A suspensão para as faturas com vencimento a partir de junho será determinadas para as áreas afetadas de cidades declaradas em estado de calamidade pública cujo saneamento é atendido pela Compesa: Barreiros (com isenção total para todo o município), Barra de Guabiraba e Correntes.
Outros consumidores que foram atingidos durante as enchentes também terão contas de junho canceladas. A previsão é de que cerca de 15 municípios recebam os descontos. Até que a situação nas cidades mais afetadas se normalize, a Compesa restringirá as cobranças das taxas de consumo de água nas áreas atingidas.

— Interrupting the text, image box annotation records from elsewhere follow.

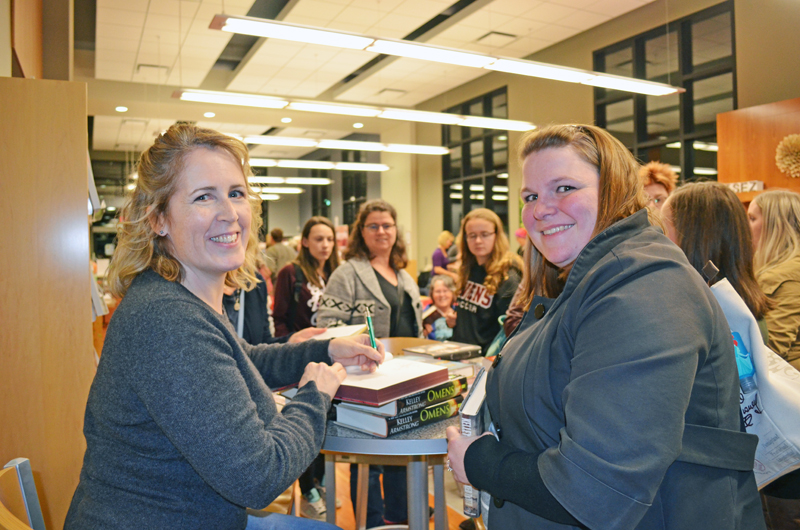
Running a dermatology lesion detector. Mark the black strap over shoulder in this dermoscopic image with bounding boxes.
[287,263,306,333]
[677,423,758,471]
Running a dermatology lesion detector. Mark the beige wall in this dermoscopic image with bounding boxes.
[415,0,800,262]
[0,0,11,77]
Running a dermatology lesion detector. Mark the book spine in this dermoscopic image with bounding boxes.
[386,395,464,436]
[396,377,467,416]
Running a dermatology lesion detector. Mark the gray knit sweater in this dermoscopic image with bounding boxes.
[65,271,330,530]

“O indicativo do governo é que as pessoas que já estão sofrendo com a tragédia não tenham ainda mais um problema para resolver. Àqueles cidadãos cujas vidas ainda estão sendo afetadas pelos efeitos das enchentes, não serão cobradas taxas”, anuncia o secretário estadual de Recursos hídricos e presidente da companhia João Bosco. A estimativa é de que cerca de R$ 250 mil reais por mês deixem de ser recolhidos para os cofres da Compesa, numa ação que deve beneficiar mais de 350 mil habitantes. Em junho, 44 municípios tiveram problemas de abastecimento. Atualmente o número caiu para 11.

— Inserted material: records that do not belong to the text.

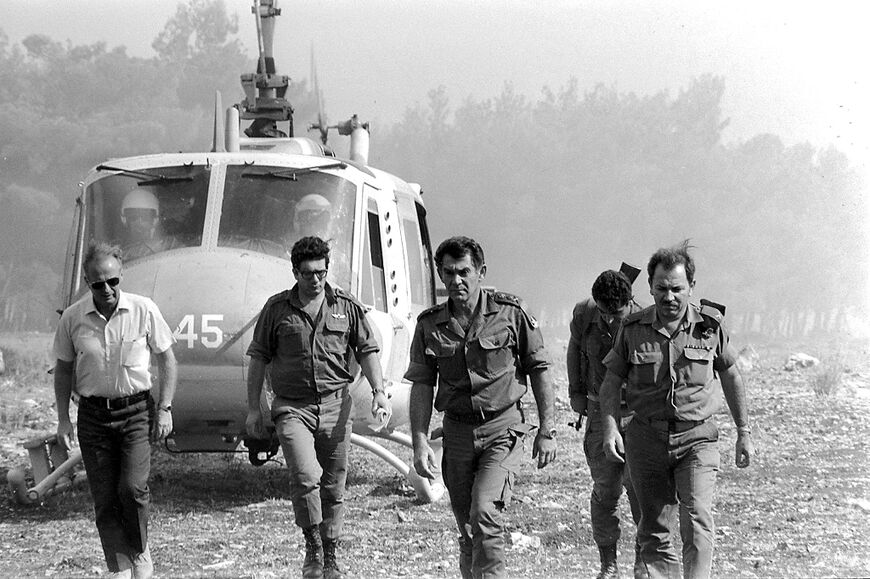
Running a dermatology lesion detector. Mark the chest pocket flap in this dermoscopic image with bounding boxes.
[477,330,513,350]
[326,315,350,334]
[426,342,457,358]
[629,352,663,365]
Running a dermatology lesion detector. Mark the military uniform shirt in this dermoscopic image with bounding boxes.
[568,298,641,399]
[405,290,549,415]
[604,304,737,421]
[54,290,175,398]
[247,283,380,400]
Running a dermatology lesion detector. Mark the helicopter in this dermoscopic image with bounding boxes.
[9,0,444,502]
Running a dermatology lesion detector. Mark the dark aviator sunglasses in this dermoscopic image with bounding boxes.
[88,277,121,291]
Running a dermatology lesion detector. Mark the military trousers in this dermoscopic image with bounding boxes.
[272,388,353,540]
[583,401,640,547]
[625,419,719,579]
[441,408,528,579]
[77,397,153,572]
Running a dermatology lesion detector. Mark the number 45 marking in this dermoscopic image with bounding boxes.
[172,314,224,349]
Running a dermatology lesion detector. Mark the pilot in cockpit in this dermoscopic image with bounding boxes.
[121,188,183,261]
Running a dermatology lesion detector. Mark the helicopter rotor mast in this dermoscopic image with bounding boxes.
[238,0,293,137]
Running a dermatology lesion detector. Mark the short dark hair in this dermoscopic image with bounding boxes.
[82,240,124,276]
[435,235,486,270]
[592,269,633,312]
[290,235,329,269]
[646,239,695,284]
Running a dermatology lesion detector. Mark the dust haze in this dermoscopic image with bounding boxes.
[0,0,870,335]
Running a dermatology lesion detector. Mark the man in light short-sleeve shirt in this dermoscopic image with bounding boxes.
[54,244,176,579]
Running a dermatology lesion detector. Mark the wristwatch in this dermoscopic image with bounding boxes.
[540,427,556,440]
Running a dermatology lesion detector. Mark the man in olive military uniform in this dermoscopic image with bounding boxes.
[567,264,641,579]
[246,237,390,579]
[601,241,753,579]
[405,236,556,579]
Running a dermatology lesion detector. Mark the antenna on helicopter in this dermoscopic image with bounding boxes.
[238,0,293,137]
[308,48,329,145]
[308,46,369,165]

“A lógica é a seguinte: quem teve o serviço interrompido ou ficou desalojado durante o período das enchentes por ter tido a casa invadida por água ou parcialmente destruída, não deve pagar a conta de junho, mas a partir do momento em que o serviço foi retomado, é restaurada a cobrança. Quem ainda não teve o abastecimento normalizado não receberá cobranças até sua vida volte ao normal”, explica João Bosco.

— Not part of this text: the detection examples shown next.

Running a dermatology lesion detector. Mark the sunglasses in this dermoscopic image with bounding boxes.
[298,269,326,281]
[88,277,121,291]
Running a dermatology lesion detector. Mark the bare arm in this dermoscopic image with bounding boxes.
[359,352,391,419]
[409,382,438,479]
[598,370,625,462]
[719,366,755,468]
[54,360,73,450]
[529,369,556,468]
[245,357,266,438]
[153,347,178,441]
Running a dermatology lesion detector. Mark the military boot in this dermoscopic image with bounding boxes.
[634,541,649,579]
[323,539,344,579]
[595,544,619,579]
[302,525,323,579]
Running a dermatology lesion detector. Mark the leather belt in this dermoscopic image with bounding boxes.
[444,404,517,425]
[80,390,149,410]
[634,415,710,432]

A análise será feita caso a caso, baseado em relatórios de equipes de campo enviadas às cidades atingidas. O consumidor que se adequa a situação de descontos e receber faturas deve procurar o departamento de cobranças e solicitar o cancelamento.
A situação em Barreiros é a mais complicada. A rede de esgoto da cidade foi destruída. Lá, e em outras regiões, levará meses para o reestabelecimento de estações de tratamento, bombeamento e adutoras, além de implantar novo sistema de abastecimento nas vilas que serão reconstruídas.
A previsão é que sejam necessários R$ 3 milhões somente para Barreiros e mais R$ 2 milhões para outras cidades em que os danos foram menores. O governo promete ainda ajudar as cidades que dependem de uma rede municipal de abastecimento com o repasse de cerca de R$ 10 milhões da verba enviada pelo governo federal.
Os temporais que atingiram cidades de Alagoas e Pernambuco em junho mataram 57 pessoas. Nos dois Estados, são 95 municípios afetados e mais de 157 mil pessoas desabrigadas ou desalojadas.
Só em Pernambuco são 67 munícipios atingidos, dos quais 12 declararam estado de calamidade pública e outros 27 em situação de emergência. Mais de 14 mil casas foram destruídas no Estado.